In the time since, despite the “sham” war on the Western Front, there had been a growth of war fever among the people and the occasional cheering and clapping
of the crowd as the battalion marched by expressed a little of the fever. It seemed inexpressibly sad that some of the bands should choose to play “Tipperary”,
with all its haunting associations of mud and misery and death, but the general mood was of hope, not of sadness, and “Tipperary” on the day was just a song of
which everybody knew the words.
As a farewell, the march was a moving experience for the men of the battalion. They were pleased when told that the colonel had praised their
bearing and marching, for they had come to consider him their severest critic, but in the hours following the return to Trentham and on the next day, when the
camp was thrown open to civilian friends and relatives, it seemed to many of the unit that they had unconsciously passed into a state of suspension between
exaltation and grief. They had spent nearly four moths in camp. In lean fitness, they were unrecognisable from the men who had entered camp all through January.

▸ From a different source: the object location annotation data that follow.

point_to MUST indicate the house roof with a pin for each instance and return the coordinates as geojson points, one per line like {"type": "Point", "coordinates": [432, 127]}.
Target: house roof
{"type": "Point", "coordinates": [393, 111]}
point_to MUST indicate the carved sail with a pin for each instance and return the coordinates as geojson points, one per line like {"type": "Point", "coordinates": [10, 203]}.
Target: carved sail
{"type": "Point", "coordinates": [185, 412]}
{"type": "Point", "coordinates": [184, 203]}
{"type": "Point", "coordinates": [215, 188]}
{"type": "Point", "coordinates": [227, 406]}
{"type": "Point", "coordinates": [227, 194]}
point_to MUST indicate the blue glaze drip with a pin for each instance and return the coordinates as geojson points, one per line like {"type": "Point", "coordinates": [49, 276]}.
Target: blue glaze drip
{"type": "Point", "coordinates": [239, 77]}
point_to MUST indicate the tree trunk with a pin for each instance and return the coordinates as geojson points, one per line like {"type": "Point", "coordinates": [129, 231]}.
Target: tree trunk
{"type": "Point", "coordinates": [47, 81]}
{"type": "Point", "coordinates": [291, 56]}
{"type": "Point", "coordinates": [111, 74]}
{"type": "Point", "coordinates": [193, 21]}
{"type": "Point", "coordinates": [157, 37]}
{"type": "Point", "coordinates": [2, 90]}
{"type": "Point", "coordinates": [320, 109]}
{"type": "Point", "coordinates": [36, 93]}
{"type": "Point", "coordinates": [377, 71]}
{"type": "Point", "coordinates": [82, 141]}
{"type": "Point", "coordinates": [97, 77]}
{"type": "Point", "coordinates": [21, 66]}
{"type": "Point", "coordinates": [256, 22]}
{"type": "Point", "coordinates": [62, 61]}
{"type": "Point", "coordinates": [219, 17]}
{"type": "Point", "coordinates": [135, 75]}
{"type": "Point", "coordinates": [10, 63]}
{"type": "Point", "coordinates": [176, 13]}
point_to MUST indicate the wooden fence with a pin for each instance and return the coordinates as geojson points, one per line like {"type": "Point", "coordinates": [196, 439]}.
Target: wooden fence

Now the time was coming when they would be, in fact, soldiers. The imagination could not yet grasp the utter contrast with the previous life.
On the morning of Sunday 28 Apr, an advance party headed by the colonel departed for the ship. The excitement soon became frantic. Before Anzac Day,
there had been much talk of sport and some excitement when D Coy, captained by Sjt T C Fowler, won an inter-company Rugby competition for a cup presented by
the people of Hawke’s Bay. There had been some celebration when Fowler, Cpl M Ashman, L/Cpl P Donoghue and Pte R Ayres had been chosen from the battalion to
represent Trentham Camp against Burnham on 26 Apr. But sport now was of complete inconsequence. The ship, the destination, the prospects, these were the matters
of importance. On the last night in camp, on 30 Apr, a cyclone passed rapidly through the wet canteen into the huts. At a word, a man would tear the paillasse of
a mate into shreds and scatter the hay, or he would find fun in jumping on a slat bed and crashing wit it to the floor. The cyclone had a happy, explosive violence.
The mess, it seemed, would have to be cleared up. All day long, men swept and swore and carried and cursed, but at 1830 hours, when the last inspection was made,
there were no complaints on either side.
Kitbags were stacked for the baggage party. The battalion paraded. The wait, as always, was long. A strange quiet settled. The hold on the
familiar was slackening. The rustle was loud when the battalion at last straightened for the march to Trentham station.
The transport, according to the Army, was the X3. It soon proved to be more exciting than the dry nomenclature suggested.
It was the Canadian Pacific liner, Empress of
Britain, of 43,000 tons, one of the largest and most luxurious liners in the world. Even Lt Lovie, a Great War veteran whose invariable reply to complaints
had been “You ain’t seen nothing yet!” was silenced by a size and quality of transport undreamed of by soldiers of the First World War.
The battalion filed silently aboard. Borax was put in his bag and carried up the gangway and not a member of the embarkation staff
thought anything was amiss.
The hold on the familiar things had become tenuous and Trentham was now only a place in the battalion’s history.